Adding Swahili to GNOME Crosswords
TL;DR: With the guidance of my mentor, Jonathan, I gathered a list of Swahili words from Hunspell. I then used our tools to add clear definitions from Wiktionary only for the words on that list. I also created a new workflow that relies on configuration files for each list or language. I separated paths into command line flags to avoid hard-wiring the tool to specific project folders. Finally, we ensured the output remains consistent with the current Wordnik-style importer. Now, anyone can add a new language or word list by creating a simple config file and running a few commands.
Why Swahili, and why now?
Swahili is widely spoken in East Africa yet often underrepresented in software. Crosswords are a fun way to learn vocabulary and celebrate language: so adding Swahili to GNOME Crosswords felt both useful and exciting.

Data sources at a glance
-
Word list: Hunspell Swahili dictionary (list for what words to include).
-
Definitions: Wiktionary (via our raw wiktextract JSONL dump).
-
Format goal: Output that stays compatible with the existing Broda‑style importer & GNOME word‑list tooling.
The tooling
-
def-extractor.py (in tools/wiktionary-extractor/): filters Wiktionary entries and produces a clean, structured list with parts of speech, tags, and definitions.
-
Meson/Ninja integration: convenient targets like build-wordlist-defs for repeatable builds.
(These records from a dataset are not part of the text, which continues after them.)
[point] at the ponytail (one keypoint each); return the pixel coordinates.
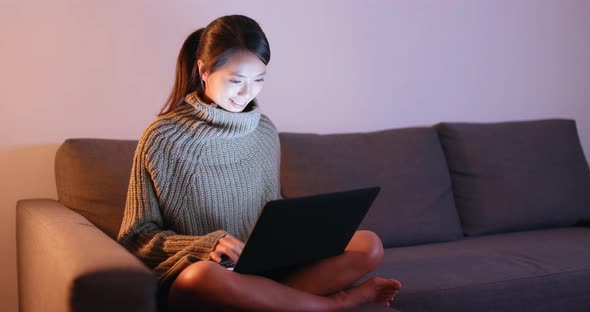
(187, 73)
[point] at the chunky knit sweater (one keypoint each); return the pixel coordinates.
(198, 173)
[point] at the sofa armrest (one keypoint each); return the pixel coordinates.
(65, 263)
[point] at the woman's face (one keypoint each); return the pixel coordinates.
(236, 83)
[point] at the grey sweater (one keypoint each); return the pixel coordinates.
(198, 173)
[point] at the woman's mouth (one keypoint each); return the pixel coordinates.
(238, 104)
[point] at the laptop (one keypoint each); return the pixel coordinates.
(293, 232)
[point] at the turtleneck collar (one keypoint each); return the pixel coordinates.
(225, 123)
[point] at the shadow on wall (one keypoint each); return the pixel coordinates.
(25, 172)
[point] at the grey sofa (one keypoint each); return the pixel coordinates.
(473, 217)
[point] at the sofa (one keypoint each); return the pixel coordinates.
(472, 216)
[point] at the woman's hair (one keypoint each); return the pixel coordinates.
(214, 45)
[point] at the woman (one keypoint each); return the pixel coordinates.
(201, 173)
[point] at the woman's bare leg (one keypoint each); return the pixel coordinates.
(207, 284)
(361, 256)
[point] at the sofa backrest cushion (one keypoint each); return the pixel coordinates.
(415, 204)
(517, 175)
(92, 177)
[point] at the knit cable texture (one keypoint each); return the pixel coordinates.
(198, 173)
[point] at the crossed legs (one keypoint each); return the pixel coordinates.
(317, 287)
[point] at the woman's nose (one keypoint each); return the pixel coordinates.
(245, 90)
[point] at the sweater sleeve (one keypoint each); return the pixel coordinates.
(142, 230)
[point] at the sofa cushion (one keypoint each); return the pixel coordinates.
(540, 270)
(92, 177)
(415, 204)
(517, 175)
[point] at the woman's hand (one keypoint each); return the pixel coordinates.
(228, 245)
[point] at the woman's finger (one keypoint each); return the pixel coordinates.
(235, 241)
(225, 249)
(233, 244)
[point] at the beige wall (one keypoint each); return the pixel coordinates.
(104, 68)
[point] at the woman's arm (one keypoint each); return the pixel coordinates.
(142, 231)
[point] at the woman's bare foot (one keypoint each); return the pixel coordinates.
(375, 289)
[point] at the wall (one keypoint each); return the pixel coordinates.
(104, 68)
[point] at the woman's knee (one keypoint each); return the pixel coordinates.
(369, 246)
(192, 283)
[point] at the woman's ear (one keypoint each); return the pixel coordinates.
(202, 75)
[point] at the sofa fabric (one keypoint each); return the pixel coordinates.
(415, 204)
(540, 270)
(92, 176)
(518, 175)
(65, 263)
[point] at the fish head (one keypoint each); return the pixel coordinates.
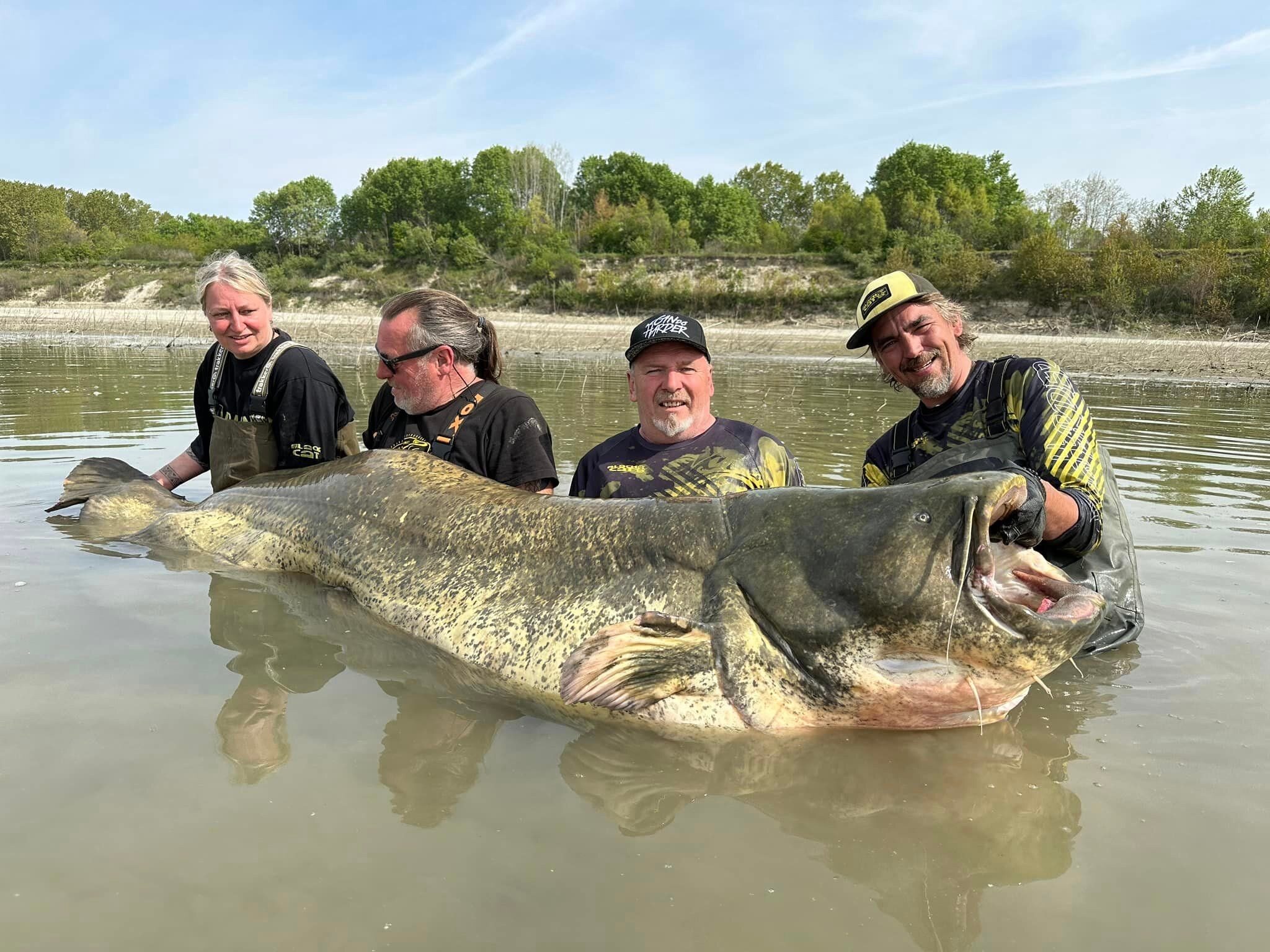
(897, 607)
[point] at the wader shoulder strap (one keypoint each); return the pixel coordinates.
(995, 408)
(901, 450)
(443, 444)
(260, 389)
(218, 369)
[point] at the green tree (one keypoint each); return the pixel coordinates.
(491, 207)
(1215, 209)
(417, 191)
(920, 177)
(1046, 272)
(538, 173)
(726, 215)
(121, 214)
(22, 206)
(827, 186)
(1160, 226)
(638, 229)
(781, 195)
(299, 216)
(846, 221)
(624, 177)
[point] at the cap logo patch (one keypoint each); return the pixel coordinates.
(666, 324)
(876, 298)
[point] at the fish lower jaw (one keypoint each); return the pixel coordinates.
(908, 694)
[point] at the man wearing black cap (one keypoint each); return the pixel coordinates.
(680, 448)
(1015, 414)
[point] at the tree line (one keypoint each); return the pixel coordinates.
(531, 215)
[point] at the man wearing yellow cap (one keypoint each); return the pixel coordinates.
(1020, 414)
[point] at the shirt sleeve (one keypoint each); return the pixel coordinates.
(380, 410)
(776, 466)
(1059, 439)
(585, 479)
(308, 409)
(874, 471)
(518, 444)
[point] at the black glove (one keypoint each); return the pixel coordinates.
(1026, 524)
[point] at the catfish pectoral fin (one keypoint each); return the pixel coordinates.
(630, 666)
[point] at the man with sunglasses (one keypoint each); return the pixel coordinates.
(440, 363)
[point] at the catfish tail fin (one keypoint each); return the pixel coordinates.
(118, 500)
(94, 477)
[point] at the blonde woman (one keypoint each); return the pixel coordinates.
(262, 400)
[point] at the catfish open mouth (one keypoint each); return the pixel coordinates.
(1019, 587)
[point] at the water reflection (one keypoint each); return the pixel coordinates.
(272, 660)
(929, 822)
(433, 751)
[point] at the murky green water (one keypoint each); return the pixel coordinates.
(241, 762)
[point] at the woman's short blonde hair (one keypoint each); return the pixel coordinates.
(230, 268)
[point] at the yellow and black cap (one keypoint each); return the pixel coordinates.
(667, 329)
(881, 296)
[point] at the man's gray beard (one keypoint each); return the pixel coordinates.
(408, 408)
(935, 387)
(675, 426)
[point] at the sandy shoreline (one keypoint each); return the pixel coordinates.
(1175, 357)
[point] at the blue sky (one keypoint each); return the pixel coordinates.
(201, 110)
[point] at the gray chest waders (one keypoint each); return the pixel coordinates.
(242, 448)
(1110, 568)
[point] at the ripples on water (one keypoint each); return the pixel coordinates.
(252, 762)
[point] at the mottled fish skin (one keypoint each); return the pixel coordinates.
(798, 593)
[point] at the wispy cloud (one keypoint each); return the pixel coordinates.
(1251, 45)
(550, 17)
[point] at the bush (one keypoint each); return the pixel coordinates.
(466, 252)
(1047, 273)
(961, 272)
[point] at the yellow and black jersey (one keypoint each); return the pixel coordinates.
(1044, 412)
(729, 457)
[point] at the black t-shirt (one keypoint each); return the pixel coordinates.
(729, 457)
(504, 437)
(306, 403)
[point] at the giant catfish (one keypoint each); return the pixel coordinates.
(773, 610)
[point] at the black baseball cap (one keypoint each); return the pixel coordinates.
(666, 329)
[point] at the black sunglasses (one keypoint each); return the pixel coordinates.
(393, 362)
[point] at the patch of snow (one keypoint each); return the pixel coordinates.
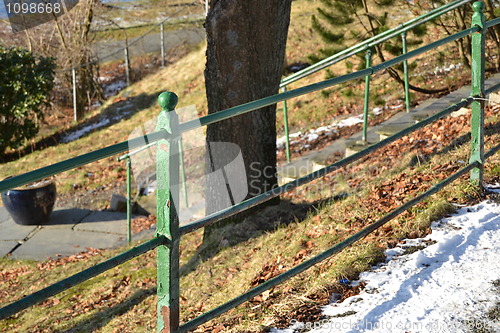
(328, 130)
(446, 287)
(92, 127)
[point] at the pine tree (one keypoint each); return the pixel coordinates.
(335, 24)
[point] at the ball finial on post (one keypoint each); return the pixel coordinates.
(168, 100)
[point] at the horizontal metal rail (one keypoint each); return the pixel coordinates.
(121, 158)
(252, 202)
(491, 23)
(391, 33)
(80, 277)
(322, 256)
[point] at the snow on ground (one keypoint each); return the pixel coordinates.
(445, 287)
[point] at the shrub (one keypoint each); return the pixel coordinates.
(26, 81)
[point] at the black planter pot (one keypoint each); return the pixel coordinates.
(30, 205)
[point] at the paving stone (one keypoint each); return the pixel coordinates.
(10, 230)
(101, 221)
(49, 242)
(6, 247)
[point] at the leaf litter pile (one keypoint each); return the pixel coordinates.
(383, 197)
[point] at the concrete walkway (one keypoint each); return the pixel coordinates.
(69, 231)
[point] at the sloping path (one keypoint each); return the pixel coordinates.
(68, 232)
(316, 160)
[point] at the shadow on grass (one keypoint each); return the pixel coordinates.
(238, 230)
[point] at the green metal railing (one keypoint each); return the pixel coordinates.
(167, 137)
(367, 46)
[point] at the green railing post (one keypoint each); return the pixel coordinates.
(285, 122)
(368, 57)
(477, 117)
(183, 174)
(167, 175)
(406, 77)
(129, 204)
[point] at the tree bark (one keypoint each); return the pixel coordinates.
(245, 57)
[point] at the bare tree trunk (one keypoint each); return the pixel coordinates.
(245, 56)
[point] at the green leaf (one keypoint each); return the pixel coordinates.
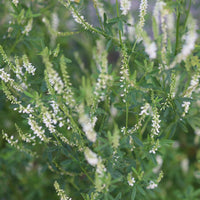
(141, 190)
(133, 194)
(120, 25)
(119, 196)
(28, 94)
(137, 141)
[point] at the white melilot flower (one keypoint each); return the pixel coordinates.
(190, 38)
(28, 66)
(125, 6)
(193, 84)
(26, 110)
(152, 185)
(91, 157)
(159, 162)
(5, 76)
(150, 49)
(36, 128)
(61, 192)
(48, 121)
(159, 6)
(88, 127)
(155, 123)
(15, 2)
(55, 81)
(87, 124)
(100, 8)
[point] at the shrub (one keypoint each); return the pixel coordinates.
(101, 96)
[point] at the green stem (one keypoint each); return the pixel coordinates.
(187, 14)
(118, 15)
(177, 32)
(127, 116)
Initially, the extractor logic assumed certain directory layouts and enums. To support Swahili and future languages cleanly, Jonathan and I focused on making it configurable and separating paths from the code.
What we changed and why
- 1) Config-first workflow (new .conf files)
We introduced per-language config files so each word list can declare:
Input sources (Hunspell list, Wiktionary dump path)
Filters (minimum length, allowed parts of speech, tags, etc.)
Output targets (where the filtered .jsonl/artifacts go)
This makes adding a new language a configuration task instead of a code change.
Here’s the actual config we wrote for Swahili:
[Word List]
DisplayName=Swahili
Identifier=swahili
Source=sw_KE.dic
Importer=wordnik
Locale=sw
Definitions=True
Visibility=editor
MinLength=2
MaxLength=21
Threshold=50
Alphabet=ABCDEFGHIJKLMNOPQRSTUVWXYZ
2) Decoupled paths via CLI flags
The extractor no longer depends on hard-coded project paths. Important information can be passed from the command line. This change makes Meson rules and one-off local runs much easier.
Example (paths are illustrative):
python3 tools/wiktionary-extractor/def-extractor.py \
--config word-lists/swahili/swahili.conf \
--dictionary raw-wiktextract-data.jsonl \
--word-lists-dir wordlist-tools/swahili \
--output-dir swahili \

Swahili: end‑to‑end workflow
Here’s the exact flow we used for Swahili:

-
Dropped in the Hunspell list \ Placed the Swahili .dic under word-lists/swahili/.
-
Pointed the config at our inputs \ Created configs/swahili.conf with the inputs, filters, and outputs you want.

Build & test
Add your word list to the meson.build
-
- Open the file:
word-list-tools/word-lists/meson.build- Locate the section that defines the word lists:
- Open the file:
# List of word lists to build
word_lists = ['broda',
'player',
'test',
'wordnik',
'swahili']
Add your word list to this array (for example, ‘swahili’ above).
Once your config file is added, run the following from the project root to generate the GResource files.
meson setup _build
ninja -C _build
meson compile build-wordlist-index
meson compile -C _build build-wordlist-defs
meson compile build-wordlist-gresource-xml
meson compile build-wordlist-gresource
This builds the definitions and wordlist into one gresource file that can be loaded in to crosswords.

Load the resulting list in GNOME Crosswords and check a few entries.
crosswords/_build

*Closing Thoughts
With a config-driven workflow and cleaner tooling, adding new languages to GNOME Crosswords is now much easier. Swahili is just the beginning — this approach can scale to other underrepresented languages too.